“No creature is hidden from Him, but all things are naked and exposed to the eyes of Him to whom we must give an account” (Heb. 4:13).
Verses like this have a way of striking fear into our hearts. We feel strapped to the interrogation chair, the light of truth shining in our faces. There is a sense of invasion, self-protection, perhaps shame.
As I thought about this verse from Hebrews tonight, I considered when physical nakedness or exposure usually occurs. Between lovers, obviously. Caregiving relationships also came to mind: Parents bathing children, vulnerable adults receiving care from others, etc. None of these carries a sense of invasion or shame. Trust and intimacy defines all of these relationships to one degree or another.
Then I remembered the context of Hebrews 4:13–
For we do not have a high priest who is unable to sympathize with our weaknesses, but One who has been tested in every way as we are, yet without sin. Therefore let us approach the throne of grace with boldness, so that we may receive mercy and find grace to help us at the proper time (Heb. 4:15-16).
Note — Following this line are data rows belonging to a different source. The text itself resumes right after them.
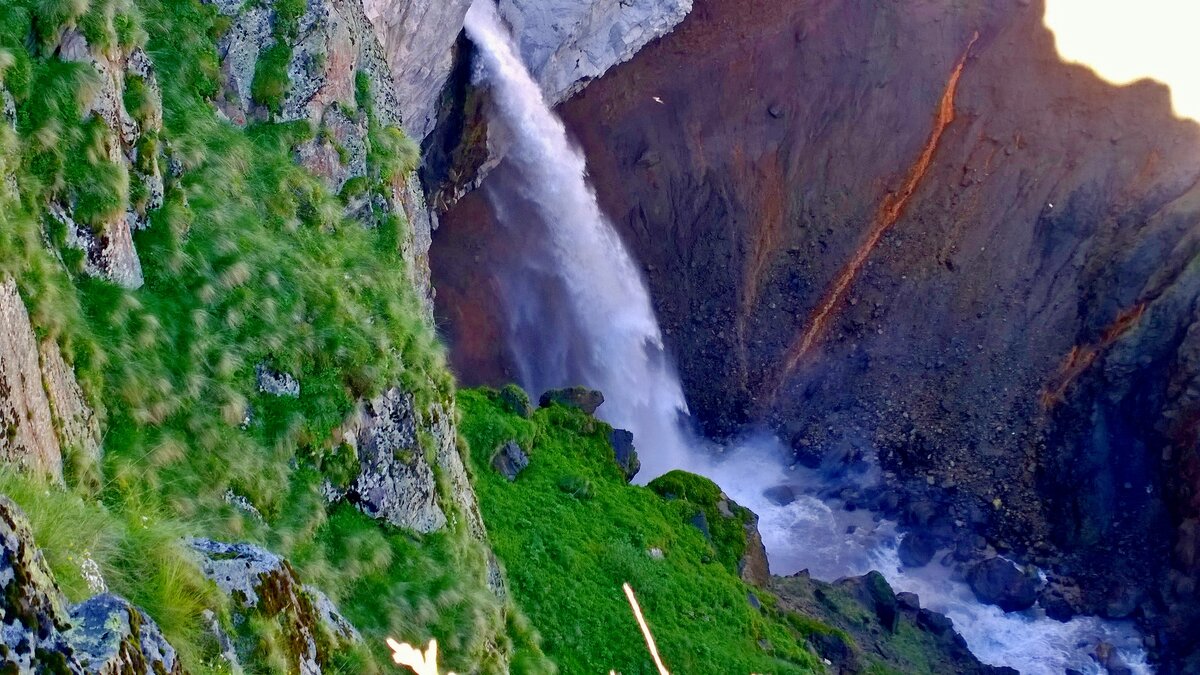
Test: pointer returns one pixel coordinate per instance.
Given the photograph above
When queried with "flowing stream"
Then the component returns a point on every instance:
(580, 314)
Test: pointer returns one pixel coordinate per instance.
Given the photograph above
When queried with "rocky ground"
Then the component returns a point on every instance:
(915, 236)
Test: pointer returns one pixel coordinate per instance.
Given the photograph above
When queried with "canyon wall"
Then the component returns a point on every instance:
(913, 234)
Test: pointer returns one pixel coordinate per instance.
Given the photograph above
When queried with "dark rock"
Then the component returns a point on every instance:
(101, 635)
(624, 453)
(515, 400)
(780, 495)
(754, 566)
(1000, 583)
(887, 608)
(700, 521)
(838, 650)
(581, 398)
(395, 481)
(934, 622)
(1061, 602)
(910, 602)
(262, 583)
(276, 383)
(111, 635)
(510, 460)
(917, 549)
(754, 601)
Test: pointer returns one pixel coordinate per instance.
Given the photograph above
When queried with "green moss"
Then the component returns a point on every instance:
(271, 83)
(567, 557)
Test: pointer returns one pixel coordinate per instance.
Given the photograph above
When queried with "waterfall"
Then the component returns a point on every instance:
(576, 303)
(580, 312)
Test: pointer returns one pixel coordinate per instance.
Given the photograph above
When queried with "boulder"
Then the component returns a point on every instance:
(624, 453)
(1001, 583)
(39, 633)
(754, 567)
(917, 549)
(27, 426)
(111, 637)
(934, 622)
(276, 383)
(510, 460)
(264, 584)
(395, 481)
(580, 398)
(568, 43)
(883, 598)
(780, 495)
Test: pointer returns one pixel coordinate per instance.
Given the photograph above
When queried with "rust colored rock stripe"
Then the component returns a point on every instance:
(888, 214)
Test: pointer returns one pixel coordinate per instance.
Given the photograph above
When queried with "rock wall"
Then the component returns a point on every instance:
(418, 37)
(567, 43)
(917, 236)
(42, 408)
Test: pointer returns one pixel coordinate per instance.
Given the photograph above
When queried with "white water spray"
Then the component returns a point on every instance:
(580, 312)
(576, 302)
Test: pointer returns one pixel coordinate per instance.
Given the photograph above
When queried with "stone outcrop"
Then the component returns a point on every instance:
(916, 234)
(418, 39)
(27, 426)
(40, 633)
(396, 482)
(510, 460)
(262, 583)
(567, 43)
(132, 144)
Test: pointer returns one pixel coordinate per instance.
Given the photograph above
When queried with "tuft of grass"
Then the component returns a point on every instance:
(568, 557)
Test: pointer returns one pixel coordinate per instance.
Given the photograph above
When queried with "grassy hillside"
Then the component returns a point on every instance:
(571, 531)
(250, 260)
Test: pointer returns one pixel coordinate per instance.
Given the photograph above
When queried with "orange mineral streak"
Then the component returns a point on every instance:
(888, 214)
(1081, 357)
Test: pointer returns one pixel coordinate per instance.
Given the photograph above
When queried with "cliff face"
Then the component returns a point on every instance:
(916, 233)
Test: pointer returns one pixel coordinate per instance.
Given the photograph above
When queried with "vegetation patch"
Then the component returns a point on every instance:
(567, 556)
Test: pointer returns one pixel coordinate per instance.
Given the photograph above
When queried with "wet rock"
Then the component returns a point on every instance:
(276, 383)
(934, 622)
(510, 460)
(580, 398)
(780, 495)
(395, 482)
(910, 602)
(108, 250)
(111, 637)
(754, 567)
(516, 401)
(917, 549)
(887, 608)
(624, 453)
(1060, 601)
(1000, 583)
(101, 635)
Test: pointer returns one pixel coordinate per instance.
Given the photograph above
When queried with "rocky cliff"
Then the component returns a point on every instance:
(915, 234)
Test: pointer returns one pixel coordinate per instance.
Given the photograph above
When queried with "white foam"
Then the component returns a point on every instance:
(580, 312)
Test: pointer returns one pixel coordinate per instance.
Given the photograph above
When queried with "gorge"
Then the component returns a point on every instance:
(859, 335)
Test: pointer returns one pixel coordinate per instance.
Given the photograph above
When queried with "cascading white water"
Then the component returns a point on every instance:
(576, 300)
(580, 314)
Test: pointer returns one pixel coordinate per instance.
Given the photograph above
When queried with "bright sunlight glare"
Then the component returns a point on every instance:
(1125, 41)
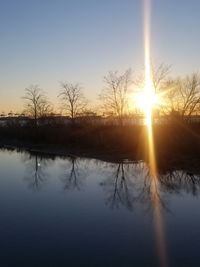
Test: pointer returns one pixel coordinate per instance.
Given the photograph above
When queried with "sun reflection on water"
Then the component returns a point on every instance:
(149, 102)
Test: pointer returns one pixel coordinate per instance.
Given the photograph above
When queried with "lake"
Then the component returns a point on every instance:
(85, 212)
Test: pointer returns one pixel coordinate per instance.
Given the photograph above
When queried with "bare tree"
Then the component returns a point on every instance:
(36, 103)
(182, 96)
(114, 96)
(73, 100)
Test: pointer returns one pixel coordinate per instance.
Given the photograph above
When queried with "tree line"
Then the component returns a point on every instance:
(179, 96)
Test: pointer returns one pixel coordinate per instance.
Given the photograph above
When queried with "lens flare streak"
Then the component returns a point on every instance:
(149, 92)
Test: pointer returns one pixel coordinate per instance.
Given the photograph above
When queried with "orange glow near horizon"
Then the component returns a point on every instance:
(148, 101)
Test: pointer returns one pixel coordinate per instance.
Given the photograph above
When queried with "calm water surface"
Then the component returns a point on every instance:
(84, 212)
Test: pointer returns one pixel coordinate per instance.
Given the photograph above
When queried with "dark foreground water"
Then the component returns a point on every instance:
(83, 212)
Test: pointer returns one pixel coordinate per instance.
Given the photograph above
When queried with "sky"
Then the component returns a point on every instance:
(45, 42)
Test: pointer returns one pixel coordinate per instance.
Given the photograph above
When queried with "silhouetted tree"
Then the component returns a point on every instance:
(182, 96)
(73, 100)
(114, 96)
(36, 103)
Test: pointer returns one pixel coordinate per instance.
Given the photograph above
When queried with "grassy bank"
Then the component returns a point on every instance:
(172, 141)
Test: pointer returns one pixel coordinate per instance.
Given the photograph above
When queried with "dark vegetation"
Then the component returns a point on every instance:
(174, 141)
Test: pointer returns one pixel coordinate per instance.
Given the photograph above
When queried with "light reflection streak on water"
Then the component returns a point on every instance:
(155, 191)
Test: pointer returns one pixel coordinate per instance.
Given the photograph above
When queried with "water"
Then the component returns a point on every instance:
(84, 212)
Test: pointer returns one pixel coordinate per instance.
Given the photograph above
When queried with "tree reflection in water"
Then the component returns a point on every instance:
(129, 183)
(75, 173)
(36, 175)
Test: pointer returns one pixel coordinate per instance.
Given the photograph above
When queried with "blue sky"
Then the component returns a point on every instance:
(47, 41)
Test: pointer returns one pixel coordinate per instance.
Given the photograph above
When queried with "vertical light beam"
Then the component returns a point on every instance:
(149, 90)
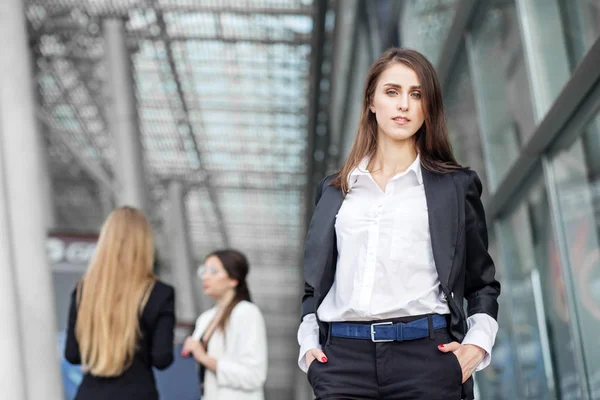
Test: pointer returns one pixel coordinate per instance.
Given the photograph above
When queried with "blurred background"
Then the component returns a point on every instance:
(218, 118)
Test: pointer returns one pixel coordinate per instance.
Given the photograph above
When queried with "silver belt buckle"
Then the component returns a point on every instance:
(373, 332)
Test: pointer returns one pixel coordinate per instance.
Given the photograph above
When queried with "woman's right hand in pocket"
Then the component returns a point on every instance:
(314, 354)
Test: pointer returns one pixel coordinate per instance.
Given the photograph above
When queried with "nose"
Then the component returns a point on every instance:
(402, 103)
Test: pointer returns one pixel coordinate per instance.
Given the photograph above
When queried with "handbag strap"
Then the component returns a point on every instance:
(145, 297)
(78, 293)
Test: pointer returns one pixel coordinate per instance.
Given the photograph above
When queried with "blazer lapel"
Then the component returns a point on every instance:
(442, 205)
(320, 238)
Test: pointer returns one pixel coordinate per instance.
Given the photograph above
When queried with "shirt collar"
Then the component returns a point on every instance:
(361, 169)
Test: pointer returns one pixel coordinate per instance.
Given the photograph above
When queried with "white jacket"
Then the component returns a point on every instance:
(241, 354)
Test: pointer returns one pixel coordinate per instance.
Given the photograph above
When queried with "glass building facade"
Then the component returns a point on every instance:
(522, 92)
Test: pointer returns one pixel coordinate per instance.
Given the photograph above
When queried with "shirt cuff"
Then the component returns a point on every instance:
(308, 338)
(482, 331)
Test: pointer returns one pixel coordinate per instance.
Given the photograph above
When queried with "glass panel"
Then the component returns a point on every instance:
(582, 21)
(501, 86)
(498, 380)
(576, 171)
(462, 121)
(545, 50)
(544, 348)
(425, 24)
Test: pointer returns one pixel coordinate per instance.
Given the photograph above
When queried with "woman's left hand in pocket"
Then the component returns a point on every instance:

The One who sees us–warts and all–is the One who intimately sympathizes with our weaknesses. In other words, we are naked and exposed before our lover, our caregiver, our merciful and faithful high priest–Jesus (Heb. 2:17).
Our nakedness does not produce shame but boldness. Our exposed state is treated with care and honor. We are spiritually naked with One we can trust.
We’ve all heard the cliche–when we die, we stand before God as a movie of our life plays. Our sins, our most embarrassing moments–all the dirty laundry–airs prime time. Which of us didn’t want to crawl under a rock when we heard this?
Maybe it’s time to stop painting God as an interrogator torturing us with light. All the squirming, all the weeping and gnashing of teeth happens in the dark. Jesus describes coming into the light as a thing of joy and wonder: “For everyone who practices wicked things hates the light and avoids it, so that his deeds may not be exposed. But anyone who lives by the truth comes to the light, so that his works may be shown to be accomplished by God” (John 3:20-21).
With that in mind, I’d like to close with a poem I posted about four years ago:
The King’s Chambers (SoS 1:2-4) Pieces of clothing, like pretenses, are removed, like explanations, are cast aside, like self-image, collapse into hollow, rumpled piles, and I am naked. I can think of only one thing— “The word of a king is supreme. who can say to him, ‘What are you doing?’”— a proverb I heard years ago. Standing here, I realize it is one thing to hear a proverb; it is quite another to see it disrobed before you, quite another to be stripped down until you are nothing but loved.